The State asserts defendant might have destroyed the evidence during the interim. Exigent circumstances exist when contraband is threatened with immediate removal or destruction. United States v. Allison, No. 79-2479 (15 D.C.Cir. filed Oct. 3, 1980). However, in this case the officers knew the contraband consisted of a large quantity of materials including books, medical instruments, bottles, syringes and boxes, as well as prescription drugs. These materials could not have been secretly removed, and they could not have been easily destroyed. Moreover, the officers had no reason to believe defendant was aware of their presence. They displayed no sense of urgency during the period the room was under surveillance.

The State points out that the officer who looked in the window just prior to the entry testified it looked like defendant "was getting ready to inject something into his body." Of course, the officer also saw a large quantity of contraband lying around the room, including containers of drugs and larger articles. In the circumstances shown, defendant's possible use of a drug did not create an urgent need for the officers to enter the room to prevent destruction of evidence. Exigency cannot be found on this basis. See Johnson v. United States, 333 U.S. 10, 14-15, 68 S. Ct. 367, 369, 92 L. Ed. 436, 440-41 (1948) (use of opium); State v. Ahern, 227 N.W.2d 164, 167-68 (Iowa 1975) (use of marijuana). See also Latham, 295 N.W.2d at 477-78.

*894 We do not believe the State met its burden to overcome the presumptive requirement of a warrant. Unfortunately it merely appears the officers were unaware of the requirement.

The trial court erred in overruling the motion to suppress the evidence obtained in the search of the room.

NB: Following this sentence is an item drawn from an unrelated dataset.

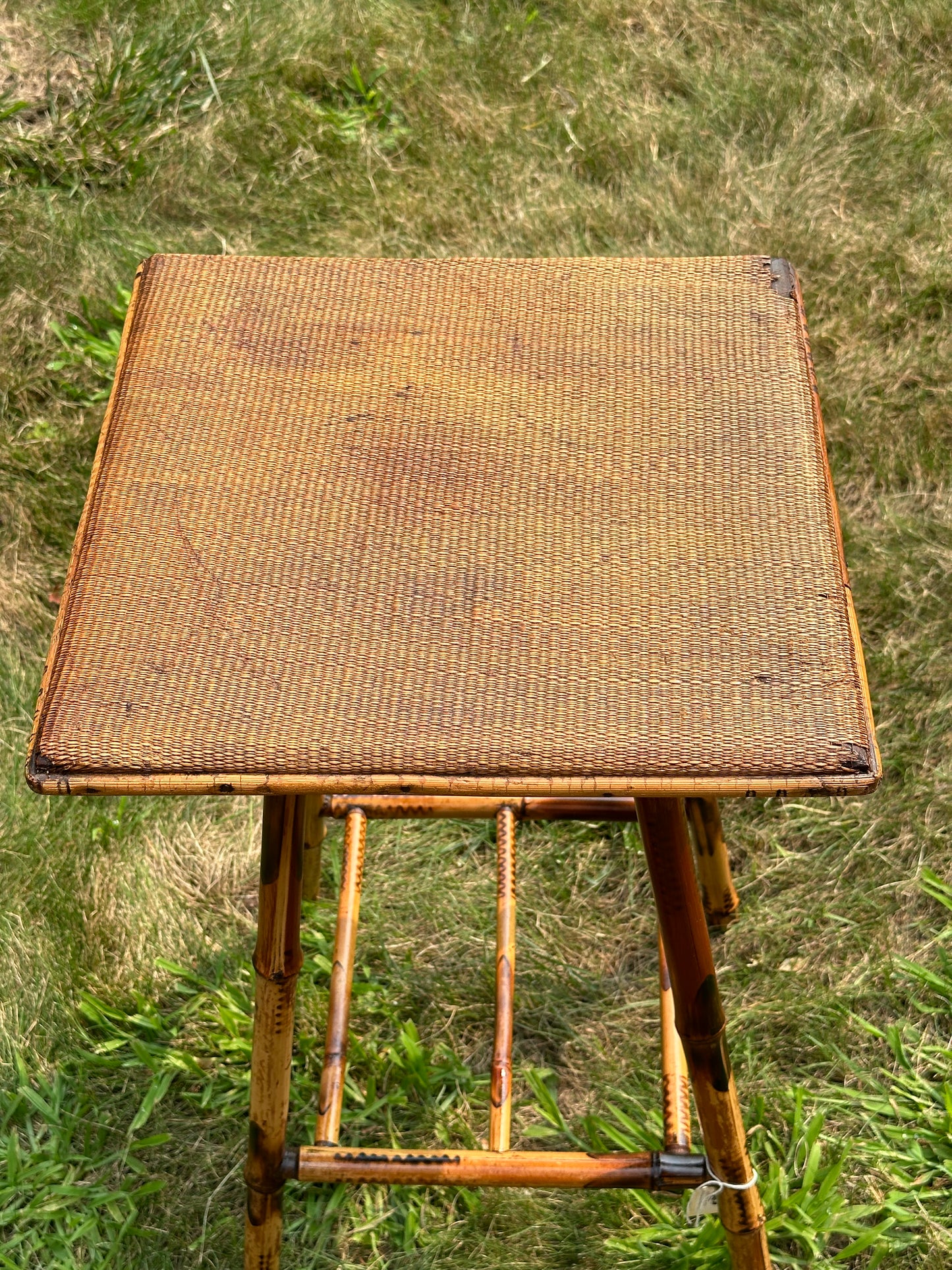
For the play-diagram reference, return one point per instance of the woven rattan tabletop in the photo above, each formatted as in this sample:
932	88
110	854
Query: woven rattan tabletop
490	526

IV. Sufficiency of the evidence. Because the case must be reversed and remanded for new trial, other contentions of defendant are moot. However, one of his additional arguments is that the trial court erred in overruling his motion for directed verdict at the conclusion of the evidence. He alleged the evidence on the essential elements of the offense was not substantial, even when the evidence seized in the motel room was considered. If this argument is meritorious, defendant should have been acquitted and a new trial would not be warranted. Therefore we must determine whether the court erred as claimed.

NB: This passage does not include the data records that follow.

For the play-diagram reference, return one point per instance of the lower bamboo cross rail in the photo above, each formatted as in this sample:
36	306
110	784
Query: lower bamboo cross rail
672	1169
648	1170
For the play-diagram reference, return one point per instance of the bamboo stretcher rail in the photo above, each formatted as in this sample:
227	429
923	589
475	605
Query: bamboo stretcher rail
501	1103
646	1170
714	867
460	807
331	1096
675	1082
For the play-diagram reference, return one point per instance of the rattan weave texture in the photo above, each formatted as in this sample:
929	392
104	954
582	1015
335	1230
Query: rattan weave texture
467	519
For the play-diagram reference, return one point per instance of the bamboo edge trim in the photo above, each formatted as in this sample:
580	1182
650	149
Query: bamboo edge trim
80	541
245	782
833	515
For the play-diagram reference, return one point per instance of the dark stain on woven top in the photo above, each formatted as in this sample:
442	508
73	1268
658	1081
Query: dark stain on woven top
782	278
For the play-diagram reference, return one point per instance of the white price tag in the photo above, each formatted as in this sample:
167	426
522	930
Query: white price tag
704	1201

The elements of a burglary charge under section 713.1, The Code, were discussed in State v. Sangster, 299 N.W.2d 661, 662 (Iowa 1980), and that discussion need not be repeated here. Under the whole record, we find each element was supported by substantial evidence in this case. Although defendant contends otherwise, a reasonable doubt was not necessarily created by his defense that he purchased the contraband for $20 from a stranger in a Belle Plaine bar.

We do not decide whether the State would have had sufficient evidence for jury submission of the case if the evidence from the motel room had been excluded. See State v. Fingert, 298 N.W.2d 249, 256 (Iowa 1980).

We affirm the decision of the court of appeals and remand the case for trial.

DECISION OF COURT OF APPEALS AFFIRMED AND CASE REMANDED.